Les solutions pour gérer un contrat d’assurance-vie

9 Nov

Les solutions pour gérer un contrat d’assurance-vie

Une assurance-vie peut être associée à un contrat monosupport ou multisupport. Dans le cas des contrats multisupports, la gestion peut se faire de différentes façons. Dans un premier temps, cette gestion peut être simple, c’est-à-dire que c’est le souscripteur lui-même qui se charge de la gestion. Il y a également la gestion pilotée qui est prise en charge par un professionnel. Et enfin, on a la gestion profilée dont le principe de gestion va s’adapter aux objectifs du souscripteur. Dans le détail, comment fonctionnent ces principes de gestion ?

Ce qu’il faut savoir avant de choisir le mode de gestion d’un contrat en assurance-vie

Si vous associez votre contrat d’assurance-vie à un support comme les fonds en euros, les rendements sont minimes, de l’ordre de 1,4 % en une année. Cependant, les risques sont moindres, voire inexistants, étant donné que le rendement est assuré à 100 % par l’assureur. Si vous optez pour des unités de compte, c’est-à-dire en Sicav, FCP ou autres, les rendements sont plus élevés. Par contre, on a plus de risque de perdre la totalité du capital investi étant donné que ledit rendement n’est pas assuré par l’assureur. Ce rendement est en relation directe avec les marchés financiers. Il faut dans ce cas noter qu’en choisissant les unités de compte, vous devez suivre les informations émanant des marchés financiers et l’évolution de ces derniers. Cela permet de prendre les bonnes décisions et de donner des ordres ou arbitrer efficacement. Le mode de gestion que vous allez choisir doit considérer ces points en premier lieu. Sachez qu’il est également possible d’investir en choisissant un seul contrat chez un seul assureur. Mais on peut aussi ouvrir plusieurs contrats d’assurance-vie chez différents assureurs. Cette seconde solution permet de connaître la performance de chaque assureur.

C’est quoi la gestion libre ?

Les contrats gérés avec cette option peuvent être des unités de compte ou des fonds en euros. La spécificité c’est qu’il revient au souscripteur lui-même de gérer les contrats, de les répartir et de donner les ordres à sa guise. Il faut noter que plus ses contrats sont variés, plus l’investisseur peut prétendre à une bonne performance. Toutefois, les arbitrages qu’il réalise doivent passer par des organismes agréés et qui peuvent réaliser des transactions sur les marchés financiers (compagnies d’assurance, banques, courtiers, etc.). Ce qui va engendrer des frais en fonction des arbitrages réalisés.

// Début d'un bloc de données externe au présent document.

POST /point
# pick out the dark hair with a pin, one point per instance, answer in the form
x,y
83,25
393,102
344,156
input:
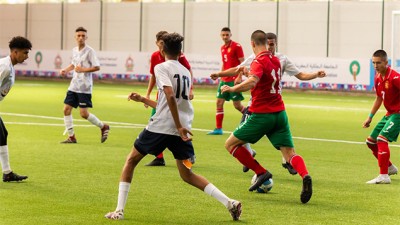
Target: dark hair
x,y
80,29
20,43
271,36
381,54
160,34
259,37
172,44
226,29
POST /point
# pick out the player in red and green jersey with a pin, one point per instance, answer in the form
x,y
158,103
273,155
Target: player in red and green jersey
x,y
157,58
232,56
387,86
268,117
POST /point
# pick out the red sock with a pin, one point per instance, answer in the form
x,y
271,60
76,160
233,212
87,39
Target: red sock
x,y
374,148
298,164
219,117
245,158
383,156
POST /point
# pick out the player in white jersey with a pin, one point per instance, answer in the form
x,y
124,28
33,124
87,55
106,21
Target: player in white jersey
x,y
19,50
169,128
288,68
84,63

La gestion sous mandat pilotée

Dans la gestion pilotée de l’assurance-vie, durant la souscription aux contrats d’assurance-vie, l’assuré doit également penser et déterminer des objectifs précis. Parmi ces objectifs, il est possible qu’on vise le transfert des plus-values gagnées à travers les unités de compte vers un fonds en euros. Cela permet de faire une épargne sûre. Il est également possible de choisir le rapatriement du capital investi dans les unités de compte dès lors qu’on arrive à un plafond de moins-value fixé à l’avance. C’est une option qu’il est possible de faire automatiquement. Et enfin, on peut aussi choisir le transfert d’une partie des fonds en euros dans des supports en unités de compte variés. Ce qui permet de faire un lissage. Dans ce type de gestion, le souscripteur doit passer par un intermédiaire professionnel qui se charge de choisir pour lui les supports sur lesquels investir et de réaliser les arbitrages. Des frais de gestion sont à prévoir dont la forme peut dépendre de l’organisme de gestion. Vous pouvez cliquer sur ce lien pour en savoir davantage.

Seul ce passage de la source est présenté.